Dimanche 14 juin, dans le cadre des célébrations des 50 ans du drapeau franco-ontarien, l’association Boisés Est va exposer au public les œuvres de son dernier projet. L’événement se déroulera au centre communautaire de Wendover, près de Plantagenet. Responsable du design, de l’assemblage et du matelassage de la courtepointe, Francine Cayouette explique que le projet s’est construit comme un véritable travail d’équipe. « On est parti avec la même grandeur. Quand on s’est rencontré avec nos carrés déjà faits, on a décidé ensemble de la manière de les placer. C’est vraiment un travail de groupe », raconte-t-elle.
Retraitée depuis une dizaine d’années, Francine Cayouette s’est passionnée pour la confection de courtepointe après sa carrière professionnelle. Elle participe notamment au groupe Victoria’s Quilts Canada, organisme qui confectionne des courtepointes destinées aux personnes qui amorcent des traitements contre le cancer.

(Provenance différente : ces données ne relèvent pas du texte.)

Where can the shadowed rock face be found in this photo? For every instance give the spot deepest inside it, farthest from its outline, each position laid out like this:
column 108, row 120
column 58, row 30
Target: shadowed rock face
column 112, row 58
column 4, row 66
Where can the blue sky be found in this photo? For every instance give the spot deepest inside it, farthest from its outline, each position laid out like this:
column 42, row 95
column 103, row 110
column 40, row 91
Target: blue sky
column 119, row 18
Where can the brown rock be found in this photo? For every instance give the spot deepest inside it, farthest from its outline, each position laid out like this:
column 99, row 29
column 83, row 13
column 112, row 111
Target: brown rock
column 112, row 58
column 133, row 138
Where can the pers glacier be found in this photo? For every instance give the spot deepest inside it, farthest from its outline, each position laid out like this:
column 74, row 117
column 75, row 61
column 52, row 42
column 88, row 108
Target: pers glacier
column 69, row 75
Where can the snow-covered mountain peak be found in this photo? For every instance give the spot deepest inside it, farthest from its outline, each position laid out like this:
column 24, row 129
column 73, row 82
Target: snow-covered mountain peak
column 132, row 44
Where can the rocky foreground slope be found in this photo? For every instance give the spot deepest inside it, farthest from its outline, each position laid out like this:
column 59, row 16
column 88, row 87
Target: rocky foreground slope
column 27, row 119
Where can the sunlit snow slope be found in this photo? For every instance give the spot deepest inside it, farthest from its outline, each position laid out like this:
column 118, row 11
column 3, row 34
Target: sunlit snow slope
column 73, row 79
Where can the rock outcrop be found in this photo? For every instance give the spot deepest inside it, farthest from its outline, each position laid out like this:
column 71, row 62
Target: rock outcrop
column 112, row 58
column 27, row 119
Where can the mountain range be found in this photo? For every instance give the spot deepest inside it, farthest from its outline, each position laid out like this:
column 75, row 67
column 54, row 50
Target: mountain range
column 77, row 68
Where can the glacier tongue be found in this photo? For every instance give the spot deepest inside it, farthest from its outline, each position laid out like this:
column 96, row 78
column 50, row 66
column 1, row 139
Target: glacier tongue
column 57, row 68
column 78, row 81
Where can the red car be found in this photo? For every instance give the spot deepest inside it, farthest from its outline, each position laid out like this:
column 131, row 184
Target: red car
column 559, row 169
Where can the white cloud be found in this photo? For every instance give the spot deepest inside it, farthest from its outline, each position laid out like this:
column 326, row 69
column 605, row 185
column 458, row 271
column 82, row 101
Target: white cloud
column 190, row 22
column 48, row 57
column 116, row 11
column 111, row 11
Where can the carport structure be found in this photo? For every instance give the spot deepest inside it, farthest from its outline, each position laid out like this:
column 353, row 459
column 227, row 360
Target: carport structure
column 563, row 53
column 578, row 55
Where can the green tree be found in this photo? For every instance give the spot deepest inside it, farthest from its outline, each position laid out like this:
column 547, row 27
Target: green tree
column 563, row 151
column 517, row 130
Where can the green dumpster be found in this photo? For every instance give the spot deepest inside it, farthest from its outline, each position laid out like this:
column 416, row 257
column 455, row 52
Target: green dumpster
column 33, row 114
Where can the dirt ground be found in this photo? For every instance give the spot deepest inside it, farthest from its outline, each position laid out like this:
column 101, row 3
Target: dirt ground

Pour le projet Boisés Est, elle a créé trois carrés inspirés des textes rédigés lors d’ateliers communautaires. « Ce qui ressortait le plus, c’était l’importance que les boisés et les forêts ont pour les personnes », souligne-t-elle.
Chaque participante a choisi une approche différente pour traduire ce thème en textile. Certaines ont privilégié la broderie, d’autres des techniques plus traditionnelles, alors que Francine Cayouette a opté pour des appliqués figuratifs. « Tous les styles se regroupent dans les différents carrés », résume-t-elle.
Selon elle, l’art du matelassage permet d’ajouter une profondeur supplémentaire à l’œuvre. « C’est minutieux, mais ça apporte une autre dimension au travail », explique celle qui réalise le piquage à l’aide d’une machine spécialisée plutôt qu’à la main, comme autrefois.
L’œuvre finale l’a particulièrement émue par la diversité des procédés et des sensibilités artistiques. « Chaque technique est différente. Il y a des choses magnifiques que d’autres font et que moi je ne fais pas. Cette variété-là est intéressante », dit-elle.
Ces oeuvres demandent beaucoup de minutie.
« Chaque carré raconte une histoire »
Parmi les participantes se trouve également Denise Gratton, 85 ans, qui a créé deux carrés de courtepointe. Bien qu’elle affirme avoir laissé « les autres travailler un peu plus », elle a joué un rôle d’aide à la coordination du design et a participé au matelassage. « On est un bon groupe d’amies et c’est très agréable », confie-t-elle.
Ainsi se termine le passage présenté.